Время — Осень… Странное время, в котором переплетение и тоски, болезненного одиночества, когда возникает чувство покинутости всеми и всем, и — неожиданно — в этой же Осени ощущение умиротворённости:
Вянут георгины в палисадах,
Реки, как литое серебро.
Ночи в сентябре полны прохлады
И нежны, как девичье бедро.
Ляжет вечер тишиной на плечи.
Перед тем как отойти ко сну
Покурю немного на крылечке,
Вслушиваясь в эту тишину.
Каждому времени года — своё мироощущение. И осенняя умиротворительная тоска вдруг взрывается всплеском адреналина:
“Чист небосвод, сочнее светотени,
Стройнее угловатых яблонь стать,
И на ветвях такое белопенье,
Что хочется скворцом защебетать.
Весна… И в этом времени — не просто пробуждение жизни, но вместе с ней — пробуждение эмоций:
Она придёт, моя весна, по оспинам проталин,
Чтоб тёплый ветер рвался в грудь и бронхами свистел,
Чтоб сон и явь переплелись в тугих объятьях спален,
Чтоб облака — как паруса на спинах каравелл.
Она придёт, моя весна, безумством яблонь пенных,
Девичьим смехом, пеньем птиц и шёпотом травы.
А свежих пашен феромон — адреналином в вены,
Чтобы повышался урожай у ярых яровых.
И если там, в «утро — вечер» настоящее плавно и естественно перетекало в будущее, здесь — странное переплетение настоящего и прошлого, прошлого и будущего.
“Ветвились липы, в облака стремясь,
При виде пчёл тычинки возбуждались.
И мы с тобой тогда вступили в связь,
Чтоб превратиться в зреющую завязь.”
В стихах Бориса Юдина есть замечательная особенность. В них — герой живёт во Времени, и вместе они составляют Единство. И ощущения героя — они естественная часть некоего целого, эти ощущения неотделимы от природы. Всё соответствует внешему явлению, иными словами, в стихах поэта полное единство внешних природных проявлений и внутреннего восприятия этих явлений.
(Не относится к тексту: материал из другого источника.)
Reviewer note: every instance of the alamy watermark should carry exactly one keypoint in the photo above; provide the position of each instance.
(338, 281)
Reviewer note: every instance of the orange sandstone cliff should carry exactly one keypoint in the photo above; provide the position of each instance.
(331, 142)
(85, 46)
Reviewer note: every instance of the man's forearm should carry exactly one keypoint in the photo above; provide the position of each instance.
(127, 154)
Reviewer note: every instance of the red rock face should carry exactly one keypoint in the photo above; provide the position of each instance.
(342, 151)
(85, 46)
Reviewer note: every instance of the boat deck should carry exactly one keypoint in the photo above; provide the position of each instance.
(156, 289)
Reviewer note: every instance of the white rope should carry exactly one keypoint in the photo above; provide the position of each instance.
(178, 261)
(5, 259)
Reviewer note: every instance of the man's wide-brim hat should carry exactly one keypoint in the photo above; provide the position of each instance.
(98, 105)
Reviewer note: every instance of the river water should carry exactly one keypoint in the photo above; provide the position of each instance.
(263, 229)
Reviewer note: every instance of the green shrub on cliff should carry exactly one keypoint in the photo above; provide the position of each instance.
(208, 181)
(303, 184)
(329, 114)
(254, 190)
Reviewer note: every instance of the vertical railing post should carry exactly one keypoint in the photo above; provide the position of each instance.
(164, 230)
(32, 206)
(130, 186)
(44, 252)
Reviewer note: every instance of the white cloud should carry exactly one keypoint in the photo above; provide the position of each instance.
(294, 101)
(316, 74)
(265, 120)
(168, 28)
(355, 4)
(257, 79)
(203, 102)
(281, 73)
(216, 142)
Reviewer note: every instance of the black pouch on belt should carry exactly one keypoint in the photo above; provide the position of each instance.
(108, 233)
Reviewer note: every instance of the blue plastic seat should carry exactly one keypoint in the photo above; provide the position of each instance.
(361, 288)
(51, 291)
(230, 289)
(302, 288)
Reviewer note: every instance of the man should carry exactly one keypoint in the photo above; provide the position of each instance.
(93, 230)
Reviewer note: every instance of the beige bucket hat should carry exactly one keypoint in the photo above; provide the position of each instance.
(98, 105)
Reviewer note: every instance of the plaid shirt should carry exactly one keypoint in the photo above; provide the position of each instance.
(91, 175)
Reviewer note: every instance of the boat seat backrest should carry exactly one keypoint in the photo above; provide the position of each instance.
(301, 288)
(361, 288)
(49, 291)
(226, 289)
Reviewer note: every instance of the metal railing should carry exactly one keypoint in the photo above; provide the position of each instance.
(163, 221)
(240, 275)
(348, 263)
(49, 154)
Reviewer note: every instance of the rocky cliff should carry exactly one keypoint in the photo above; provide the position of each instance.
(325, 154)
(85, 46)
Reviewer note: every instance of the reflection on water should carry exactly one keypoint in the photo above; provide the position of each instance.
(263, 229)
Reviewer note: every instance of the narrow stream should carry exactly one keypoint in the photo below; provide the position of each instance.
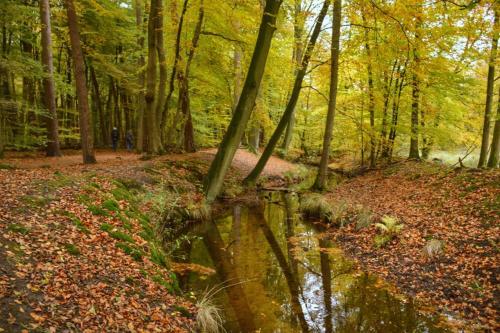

И странное чувство, будто все эти ощущения принадлежат не герою, а мне, читателю.
И наша жизнь упрямо шла к тому,
Что было неизбежно и привычно.
ВРЕМЯ ― ОСМЫСЛЕНИЕ
Как-то неожиданно мы пришли от времени суток, от времени года, ко времени, обозначенному годами. Годами прожитой жизни. И в этих стихах проступает то, что в жизни человека называется вступлением в мудрость.
В стихах — стремление осмыслить, осознать — что же такое — возраст? Что же такое — ВРЕМЯ? И что же стоит там — за ним?
Когда — нибудь…
А, всё— таки, когда?
Тогда, когда меня уже не будет
И комнаты наполнит суета
И любопытные чужие люди?
Когда не будет, будней, дней и бу…
Что?
Будущего? Букв? Протуберанцев?
Есть некие знаковые «зарубки» в наших датах, в нaшем возрасте. Мне кажется, они в основном совпадают у большинства людей. К примеру, думается, все мы подходим с особыми мыслями к возрасту, о котором Высоцкий однажды напел:
«А в тридцать три Христу… (Он был поэт, он говорил:
«Да не убий!» Убьешь — везде найду, мол.)
Но — гвозди ему в руки, чтоб чего не сотворил,
Чтоб не писал и ни о чем не думал.»
Вот и у поэта Юдина есть своя «зарубка» на цифре 33:
На пластинке виниловой цифрами — возраст Христа :
Тридцать три оборота. Всё ж лучше, чем семьдесят восемь.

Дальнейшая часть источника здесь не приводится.